The inherent hypocrisy while I write this is not lost on me. I am literally a novice whose word has never enacted any amount of action whatsoever in the realm of journalism. In fact, this is the first thing I’ve ever written publicly. Truthfully, I’m doing it for selfish reasons. I would gladly take up Assange’s post today, right now, as I know thousands of my comrades would as well, if just for a slight respite for the man. Not because I intend to gain anything from this, I can’t even know if someone will read this. But because my sub-conscious is screaming at me constantly, almost daring me, to act. And I don’t mean dare as in double dog dare. I mean dare as in the infamous quote by Thomas Jefferson, “when tyranny becomes law, rebellion becomes duty.”

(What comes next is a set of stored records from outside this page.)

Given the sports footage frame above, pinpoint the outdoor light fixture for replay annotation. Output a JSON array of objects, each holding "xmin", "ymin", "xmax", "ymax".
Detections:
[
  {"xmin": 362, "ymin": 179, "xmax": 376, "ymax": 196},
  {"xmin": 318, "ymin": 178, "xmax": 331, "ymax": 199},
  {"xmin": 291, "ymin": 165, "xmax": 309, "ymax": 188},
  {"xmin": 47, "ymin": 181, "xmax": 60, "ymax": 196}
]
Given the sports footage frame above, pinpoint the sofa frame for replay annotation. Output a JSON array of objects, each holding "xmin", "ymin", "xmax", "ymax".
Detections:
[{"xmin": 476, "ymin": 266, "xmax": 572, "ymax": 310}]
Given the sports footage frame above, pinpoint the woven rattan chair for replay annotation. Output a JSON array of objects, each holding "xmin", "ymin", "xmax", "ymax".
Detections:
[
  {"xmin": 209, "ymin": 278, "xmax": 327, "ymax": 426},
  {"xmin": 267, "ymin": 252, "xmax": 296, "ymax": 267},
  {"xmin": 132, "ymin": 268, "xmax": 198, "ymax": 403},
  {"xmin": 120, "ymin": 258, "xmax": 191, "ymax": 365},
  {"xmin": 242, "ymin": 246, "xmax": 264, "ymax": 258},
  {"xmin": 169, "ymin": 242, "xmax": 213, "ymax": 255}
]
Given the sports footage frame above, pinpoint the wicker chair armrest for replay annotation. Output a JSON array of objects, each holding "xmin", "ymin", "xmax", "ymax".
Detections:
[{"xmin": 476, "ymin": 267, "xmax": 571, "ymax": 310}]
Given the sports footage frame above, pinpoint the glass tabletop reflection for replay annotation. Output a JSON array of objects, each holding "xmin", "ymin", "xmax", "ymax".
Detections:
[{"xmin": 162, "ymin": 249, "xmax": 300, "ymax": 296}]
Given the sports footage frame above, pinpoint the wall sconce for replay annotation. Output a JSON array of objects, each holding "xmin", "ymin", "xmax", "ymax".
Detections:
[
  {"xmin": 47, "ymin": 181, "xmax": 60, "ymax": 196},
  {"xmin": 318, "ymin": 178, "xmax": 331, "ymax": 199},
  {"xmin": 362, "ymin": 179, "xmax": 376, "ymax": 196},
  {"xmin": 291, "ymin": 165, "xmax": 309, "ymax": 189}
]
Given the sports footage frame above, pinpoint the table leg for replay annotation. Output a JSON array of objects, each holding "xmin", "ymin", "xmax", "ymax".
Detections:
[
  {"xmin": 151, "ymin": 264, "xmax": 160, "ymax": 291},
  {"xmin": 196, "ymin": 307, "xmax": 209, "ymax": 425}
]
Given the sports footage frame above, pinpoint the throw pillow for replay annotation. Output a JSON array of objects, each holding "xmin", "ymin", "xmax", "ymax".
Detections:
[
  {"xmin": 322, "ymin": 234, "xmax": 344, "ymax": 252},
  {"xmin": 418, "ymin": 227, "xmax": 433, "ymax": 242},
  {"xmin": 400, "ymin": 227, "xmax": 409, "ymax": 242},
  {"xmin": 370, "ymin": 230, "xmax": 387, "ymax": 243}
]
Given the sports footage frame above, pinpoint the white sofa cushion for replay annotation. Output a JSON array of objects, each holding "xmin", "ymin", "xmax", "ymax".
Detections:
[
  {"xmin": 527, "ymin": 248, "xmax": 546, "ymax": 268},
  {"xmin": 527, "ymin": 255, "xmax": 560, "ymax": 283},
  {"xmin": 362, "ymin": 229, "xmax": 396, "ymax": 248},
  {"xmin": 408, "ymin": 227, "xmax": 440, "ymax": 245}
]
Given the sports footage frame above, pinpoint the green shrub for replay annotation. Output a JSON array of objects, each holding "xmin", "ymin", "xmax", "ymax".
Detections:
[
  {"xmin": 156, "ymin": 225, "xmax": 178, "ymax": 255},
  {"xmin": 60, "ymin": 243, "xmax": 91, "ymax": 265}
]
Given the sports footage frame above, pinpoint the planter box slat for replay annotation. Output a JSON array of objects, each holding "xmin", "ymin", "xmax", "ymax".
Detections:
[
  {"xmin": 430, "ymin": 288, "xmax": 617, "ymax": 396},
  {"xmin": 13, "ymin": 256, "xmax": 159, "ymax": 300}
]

If Julian Assange is extradited to the U.S., the American people must make a choice. Will we choose laws, which have been contorted and distorted beyond belief, just for the sake of comfort? Will we choose the duty bestowed upon us, a free citizenry to stand against tyranny? I couldn’t possibly know. However one thing I do know and have known is something Assange stated in a 60 minutes interview back in 2011 “I’m not yet a martyr.”
Julian Assange is Not a Martyr
Thank you, Zack.
My own efforts to help Julian can be found within https://candobetter.net/JulianAssange (although there are problems with this site, which we are trying to fix). My most recent article is "Will Australia's Parliament ever allow a debate on Julian Assange?" (8/6/2021) at https://candobetter.net/node/6155
I posted the following comment beneath that article:
Insightful but not exhaustive explanation of Assange's situation
In Julian Assange is Not a Martyr - The U.K. High Court continues to cave to U.S. pressure.(13/5/21), Zack Thomas gives a detailed and insightful account of Julian Assange's current circumstances. Zack analyses the recent decision by the UK High Court to allow the U.S. prosecutors decision to appeal Judge Vanessa Barraitser's decision of 6 January that Julian Assange was psychologically capable of enduring circumstances in the American prison system. [1]

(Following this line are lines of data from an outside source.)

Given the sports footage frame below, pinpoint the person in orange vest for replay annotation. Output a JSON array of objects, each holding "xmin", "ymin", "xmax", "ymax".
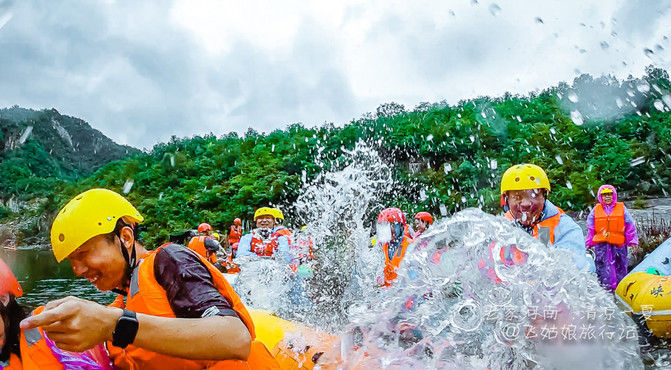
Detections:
[
  {"xmin": 228, "ymin": 218, "xmax": 242, "ymax": 258},
  {"xmin": 585, "ymin": 185, "xmax": 638, "ymax": 291},
  {"xmin": 376, "ymin": 208, "xmax": 412, "ymax": 287},
  {"xmin": 237, "ymin": 207, "xmax": 291, "ymax": 263},
  {"xmin": 0, "ymin": 259, "xmax": 112, "ymax": 370},
  {"xmin": 187, "ymin": 223, "xmax": 221, "ymax": 264},
  {"xmin": 501, "ymin": 163, "xmax": 594, "ymax": 272},
  {"xmin": 412, "ymin": 212, "xmax": 433, "ymax": 239},
  {"xmin": 21, "ymin": 189, "xmax": 276, "ymax": 369}
]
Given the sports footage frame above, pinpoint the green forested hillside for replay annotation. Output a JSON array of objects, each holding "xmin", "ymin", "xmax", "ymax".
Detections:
[
  {"xmin": 0, "ymin": 106, "xmax": 139, "ymax": 200},
  {"xmin": 7, "ymin": 68, "xmax": 671, "ymax": 243}
]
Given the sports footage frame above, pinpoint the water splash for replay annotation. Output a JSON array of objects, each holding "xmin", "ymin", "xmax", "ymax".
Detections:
[
  {"xmin": 235, "ymin": 144, "xmax": 641, "ymax": 369},
  {"xmin": 235, "ymin": 143, "xmax": 394, "ymax": 331},
  {"xmin": 341, "ymin": 209, "xmax": 642, "ymax": 369}
]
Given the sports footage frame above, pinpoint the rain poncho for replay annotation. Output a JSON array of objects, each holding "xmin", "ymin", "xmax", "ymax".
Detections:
[
  {"xmin": 585, "ymin": 185, "xmax": 638, "ymax": 246},
  {"xmin": 516, "ymin": 199, "xmax": 595, "ymax": 272},
  {"xmin": 585, "ymin": 185, "xmax": 638, "ymax": 290}
]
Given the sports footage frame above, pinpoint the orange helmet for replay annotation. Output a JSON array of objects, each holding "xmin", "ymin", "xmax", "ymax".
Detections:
[
  {"xmin": 198, "ymin": 222, "xmax": 212, "ymax": 233},
  {"xmin": 0, "ymin": 258, "xmax": 23, "ymax": 297},
  {"xmin": 377, "ymin": 208, "xmax": 407, "ymax": 224},
  {"xmin": 415, "ymin": 212, "xmax": 433, "ymax": 225}
]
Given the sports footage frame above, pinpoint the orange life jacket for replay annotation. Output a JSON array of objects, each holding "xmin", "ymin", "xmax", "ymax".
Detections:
[
  {"xmin": 228, "ymin": 225, "xmax": 242, "ymax": 246},
  {"xmin": 382, "ymin": 234, "xmax": 412, "ymax": 286},
  {"xmin": 0, "ymin": 353, "xmax": 22, "ymax": 370},
  {"xmin": 250, "ymin": 228, "xmax": 291, "ymax": 257},
  {"xmin": 504, "ymin": 207, "xmax": 565, "ymax": 246},
  {"xmin": 289, "ymin": 237, "xmax": 315, "ymax": 272},
  {"xmin": 251, "ymin": 235, "xmax": 277, "ymax": 257},
  {"xmin": 592, "ymin": 202, "xmax": 625, "ymax": 245},
  {"xmin": 188, "ymin": 235, "xmax": 217, "ymax": 264},
  {"xmin": 108, "ymin": 246, "xmax": 278, "ymax": 370}
]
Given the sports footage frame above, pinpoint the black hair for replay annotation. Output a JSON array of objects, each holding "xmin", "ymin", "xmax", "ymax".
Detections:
[
  {"xmin": 105, "ymin": 218, "xmax": 141, "ymax": 243},
  {"xmin": 0, "ymin": 294, "xmax": 28, "ymax": 361}
]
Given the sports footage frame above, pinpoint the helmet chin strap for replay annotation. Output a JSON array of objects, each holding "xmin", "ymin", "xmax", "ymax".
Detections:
[{"xmin": 112, "ymin": 232, "xmax": 137, "ymax": 296}]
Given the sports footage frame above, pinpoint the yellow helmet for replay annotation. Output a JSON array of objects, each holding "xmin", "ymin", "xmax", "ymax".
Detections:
[
  {"xmin": 501, "ymin": 163, "xmax": 550, "ymax": 195},
  {"xmin": 254, "ymin": 207, "xmax": 277, "ymax": 221},
  {"xmin": 51, "ymin": 189, "xmax": 144, "ymax": 262},
  {"xmin": 273, "ymin": 208, "xmax": 284, "ymax": 221}
]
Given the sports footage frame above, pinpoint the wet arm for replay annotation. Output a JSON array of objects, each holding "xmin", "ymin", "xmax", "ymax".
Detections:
[{"xmin": 127, "ymin": 311, "xmax": 251, "ymax": 360}]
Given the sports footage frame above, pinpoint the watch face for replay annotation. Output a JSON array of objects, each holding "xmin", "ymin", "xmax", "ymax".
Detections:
[{"xmin": 112, "ymin": 310, "xmax": 139, "ymax": 348}]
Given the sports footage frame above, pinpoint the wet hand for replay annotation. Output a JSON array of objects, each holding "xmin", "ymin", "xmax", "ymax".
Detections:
[{"xmin": 21, "ymin": 297, "xmax": 122, "ymax": 352}]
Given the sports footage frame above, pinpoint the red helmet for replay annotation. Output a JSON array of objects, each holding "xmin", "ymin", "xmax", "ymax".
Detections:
[
  {"xmin": 415, "ymin": 212, "xmax": 433, "ymax": 225},
  {"xmin": 198, "ymin": 222, "xmax": 212, "ymax": 233},
  {"xmin": 377, "ymin": 208, "xmax": 407, "ymax": 225},
  {"xmin": 0, "ymin": 259, "xmax": 23, "ymax": 297}
]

However a number of questions remain unanswered for me, including:
1. Why has Julian Assange's Defence team not appealed against Vanessa Barraitser's ruling which upheld all of the U.S. prosecution's case against Julian Assange? Whilst, of course, we should be concerned about the psychological harm that being locked for 175 years in a United States' dungeon will cause Julian, why are they only focused on this and not the former?

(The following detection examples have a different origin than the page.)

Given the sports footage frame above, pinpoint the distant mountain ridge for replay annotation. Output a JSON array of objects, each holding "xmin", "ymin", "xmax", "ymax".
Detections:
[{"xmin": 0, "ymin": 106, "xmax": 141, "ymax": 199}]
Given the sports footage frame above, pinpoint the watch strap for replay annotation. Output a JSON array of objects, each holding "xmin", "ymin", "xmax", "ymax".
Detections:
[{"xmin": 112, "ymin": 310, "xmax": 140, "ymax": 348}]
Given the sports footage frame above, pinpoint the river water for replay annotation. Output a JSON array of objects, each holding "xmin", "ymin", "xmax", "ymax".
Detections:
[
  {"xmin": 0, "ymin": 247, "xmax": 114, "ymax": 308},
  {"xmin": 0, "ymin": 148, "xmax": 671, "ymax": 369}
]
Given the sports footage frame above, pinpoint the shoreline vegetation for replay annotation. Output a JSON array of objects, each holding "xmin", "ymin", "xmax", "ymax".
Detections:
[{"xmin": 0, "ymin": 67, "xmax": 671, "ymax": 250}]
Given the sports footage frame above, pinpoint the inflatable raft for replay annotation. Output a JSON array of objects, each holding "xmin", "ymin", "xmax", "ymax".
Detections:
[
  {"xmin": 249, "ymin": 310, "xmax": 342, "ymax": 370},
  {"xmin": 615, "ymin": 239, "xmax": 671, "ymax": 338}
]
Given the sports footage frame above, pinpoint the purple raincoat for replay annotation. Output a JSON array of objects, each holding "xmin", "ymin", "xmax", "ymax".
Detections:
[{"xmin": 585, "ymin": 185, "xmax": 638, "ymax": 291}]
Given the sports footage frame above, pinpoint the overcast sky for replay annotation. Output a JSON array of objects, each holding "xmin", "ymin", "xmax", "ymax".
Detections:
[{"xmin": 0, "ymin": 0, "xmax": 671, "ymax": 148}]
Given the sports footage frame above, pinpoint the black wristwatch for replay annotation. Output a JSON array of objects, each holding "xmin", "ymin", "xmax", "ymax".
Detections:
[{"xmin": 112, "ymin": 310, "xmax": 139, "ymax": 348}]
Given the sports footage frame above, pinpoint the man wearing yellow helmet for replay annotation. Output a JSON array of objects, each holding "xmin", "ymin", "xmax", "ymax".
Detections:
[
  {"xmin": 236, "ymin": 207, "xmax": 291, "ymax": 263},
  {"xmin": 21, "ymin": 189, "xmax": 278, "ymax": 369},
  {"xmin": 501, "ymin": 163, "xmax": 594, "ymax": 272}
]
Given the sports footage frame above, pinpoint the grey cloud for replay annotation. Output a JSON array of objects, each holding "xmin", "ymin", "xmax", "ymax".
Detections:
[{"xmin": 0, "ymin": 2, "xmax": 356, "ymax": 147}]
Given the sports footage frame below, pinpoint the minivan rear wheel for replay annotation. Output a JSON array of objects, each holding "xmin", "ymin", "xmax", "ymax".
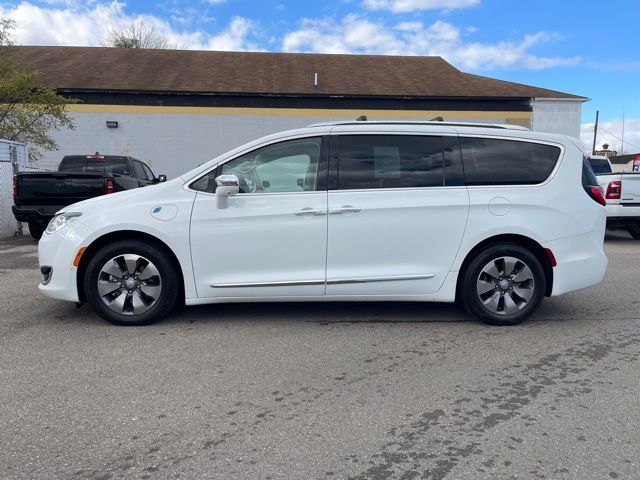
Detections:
[
  {"xmin": 461, "ymin": 243, "xmax": 546, "ymax": 326},
  {"xmin": 84, "ymin": 240, "xmax": 179, "ymax": 325}
]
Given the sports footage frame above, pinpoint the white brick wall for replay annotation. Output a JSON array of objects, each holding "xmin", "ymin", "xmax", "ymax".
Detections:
[
  {"xmin": 39, "ymin": 111, "xmax": 516, "ymax": 178},
  {"xmin": 531, "ymin": 99, "xmax": 582, "ymax": 138}
]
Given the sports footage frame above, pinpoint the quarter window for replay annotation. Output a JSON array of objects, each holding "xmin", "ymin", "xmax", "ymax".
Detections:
[
  {"xmin": 460, "ymin": 137, "xmax": 560, "ymax": 185},
  {"xmin": 338, "ymin": 135, "xmax": 444, "ymax": 190}
]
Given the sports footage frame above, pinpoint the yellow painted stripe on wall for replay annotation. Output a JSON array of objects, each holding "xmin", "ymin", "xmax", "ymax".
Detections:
[{"xmin": 67, "ymin": 104, "xmax": 532, "ymax": 120}]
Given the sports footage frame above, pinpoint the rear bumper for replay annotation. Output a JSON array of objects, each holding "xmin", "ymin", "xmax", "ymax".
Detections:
[
  {"xmin": 607, "ymin": 203, "xmax": 640, "ymax": 230},
  {"xmin": 11, "ymin": 205, "xmax": 63, "ymax": 223},
  {"xmin": 544, "ymin": 226, "xmax": 608, "ymax": 297}
]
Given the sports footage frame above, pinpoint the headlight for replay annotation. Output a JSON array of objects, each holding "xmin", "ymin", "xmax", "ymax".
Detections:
[{"xmin": 45, "ymin": 212, "xmax": 82, "ymax": 233}]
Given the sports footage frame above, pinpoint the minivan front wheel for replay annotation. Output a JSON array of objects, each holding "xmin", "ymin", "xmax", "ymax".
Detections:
[
  {"xmin": 84, "ymin": 240, "xmax": 178, "ymax": 325},
  {"xmin": 461, "ymin": 243, "xmax": 546, "ymax": 325}
]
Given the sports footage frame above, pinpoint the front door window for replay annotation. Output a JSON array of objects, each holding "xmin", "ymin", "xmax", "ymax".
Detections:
[{"xmin": 222, "ymin": 138, "xmax": 320, "ymax": 193}]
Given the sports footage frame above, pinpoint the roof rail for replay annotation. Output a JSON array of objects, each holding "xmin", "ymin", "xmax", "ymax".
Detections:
[{"xmin": 307, "ymin": 120, "xmax": 530, "ymax": 130}]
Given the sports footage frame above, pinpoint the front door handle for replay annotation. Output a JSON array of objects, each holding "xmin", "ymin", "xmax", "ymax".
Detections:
[
  {"xmin": 293, "ymin": 207, "xmax": 327, "ymax": 216},
  {"xmin": 329, "ymin": 205, "xmax": 362, "ymax": 215}
]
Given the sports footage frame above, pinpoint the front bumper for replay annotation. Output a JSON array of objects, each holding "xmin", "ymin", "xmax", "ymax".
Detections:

2. Where can a comprehensive record of the High Court hearing of which Zack Thomas has written be found?
Footnote[s]
[1] Whilst ruling that prison conditions in the U.S. were too harsh for Julian Assange, Judge Vanessa Barraitser, nevertheless, implicitly ruled that Julian Assange's 23 hours per day solitary confinement, so far for 2 years and 4 months - a fate far worse than those endured by terrorists, murderers and embezzlers in Britain's prison system, was not too harsh.